O RH era visto como um mundo paralelo, um departamento repleto de holofotes, onde ditam as regras, garantem os benefícios, controlam os holerites, oferecem treinamentos e “defendem” promoções, de acordo com os diplomas.

O que acontece é que as pessoas se cansaram de áreas que se sentem protagonistas e não entregam resultados. O debate verdadeiro não é se o RH deve existir ou sumir, mas a discussão é se a área está gerando valor para o negócio ou apenas ocupando espaço e criando processos.

O mercado nunca gostou da “não entrega” de resultados. Nunca. O que mudou é que, em tempos de pressão por eficiência, a paciência acabou. Chegou o momento em que o RH começou a confundir cultura com excesso de conforto, acolhimento com baixa exigência e liderança humanizada com permissividade. O papo sobre “pessoas em primeiro lugar” virou, em muitas empresas, desculpa para não cobrar performance, não dar feedback duro e não alinhar o time à estratégia.

Resultado? Colaboradores protegidos da realidade e negócios sangrando.

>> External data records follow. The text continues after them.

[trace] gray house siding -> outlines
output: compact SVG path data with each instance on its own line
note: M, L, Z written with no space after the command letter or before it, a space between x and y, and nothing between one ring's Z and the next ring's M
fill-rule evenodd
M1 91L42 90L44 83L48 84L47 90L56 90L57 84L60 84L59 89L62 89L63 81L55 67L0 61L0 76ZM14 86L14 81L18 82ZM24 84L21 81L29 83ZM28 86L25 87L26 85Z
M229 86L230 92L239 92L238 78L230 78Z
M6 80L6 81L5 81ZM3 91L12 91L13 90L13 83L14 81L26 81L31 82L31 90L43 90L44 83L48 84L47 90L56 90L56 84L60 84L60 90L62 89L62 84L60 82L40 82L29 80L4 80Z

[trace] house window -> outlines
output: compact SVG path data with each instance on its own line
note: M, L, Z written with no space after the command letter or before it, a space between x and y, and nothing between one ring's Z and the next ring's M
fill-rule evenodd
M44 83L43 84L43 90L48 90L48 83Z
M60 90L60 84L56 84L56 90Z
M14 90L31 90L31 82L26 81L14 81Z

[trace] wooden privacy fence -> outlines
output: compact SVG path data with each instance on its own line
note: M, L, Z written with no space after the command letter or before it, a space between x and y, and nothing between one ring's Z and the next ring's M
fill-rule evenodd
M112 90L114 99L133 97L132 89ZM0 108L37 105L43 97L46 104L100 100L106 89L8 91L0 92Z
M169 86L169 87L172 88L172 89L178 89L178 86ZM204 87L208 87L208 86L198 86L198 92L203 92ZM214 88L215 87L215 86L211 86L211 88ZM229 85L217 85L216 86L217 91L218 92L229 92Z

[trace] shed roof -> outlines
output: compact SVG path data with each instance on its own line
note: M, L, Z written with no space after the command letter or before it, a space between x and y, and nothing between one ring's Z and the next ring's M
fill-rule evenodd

Não se trata de voltar ao modelo antigo de chicote e medo, onde o funcionário só baixava a cabeça aos caprichos do chefe. Não, mas quero lembrar o óbvio: empresa existe para gerar valor: lucro, sustentabilidade, entrega ao cliente.

Toda área — comercial, financeiro, operação, marketing e sim, RH — precisa provar, todo dia, que contribui para isso. Quem só cria reuniões, políticas e jargões sem impacto no resultado vira custo. E custo, em momento de aperto, é cortado.

Cultura forte não é a que evita conflitos, mas é aquela que enfrenta a mediocridade com clareza. Acolhimento verdadeiro não é perdoar baixa entrega. É dar condições e, ao mesmo tempo, exigir responsabilidade. Liderança humanizada não é ser o “chefe bonzinho”, é ser justo: reconhece o bom, corrige o ruim e não deixar o time se acomodar.

O RH que o mercado precisa hoje é o RH que senta na mesa com o comercial e o financeiro, entende o caixa, o cliente e a estratégia e ajuda a empresa a ter as pessoas certas no lugar certo, com a mentalidade certa. É o RH que mede impacto, não só clima. Que forma líderes capazes de cobrar e desenvolver. Que transforma cultura em vantagem competitiva, não em zona de conforto com puff, suco detox e cappuccino de avelã.

Toda área deve gerar valor. Ponto. Quando a área se esquece disso e se coloca como estrela isolada, o mercado cobra. Às vezes de forma dura.
A lição não é acabar com o RH. É exigir que ele, como todas as outras áreas, prove seu valor todos os dias.
Porque, no fim, o negócio não sobrevive de boa intenção. O negócio sobrevive de entrega.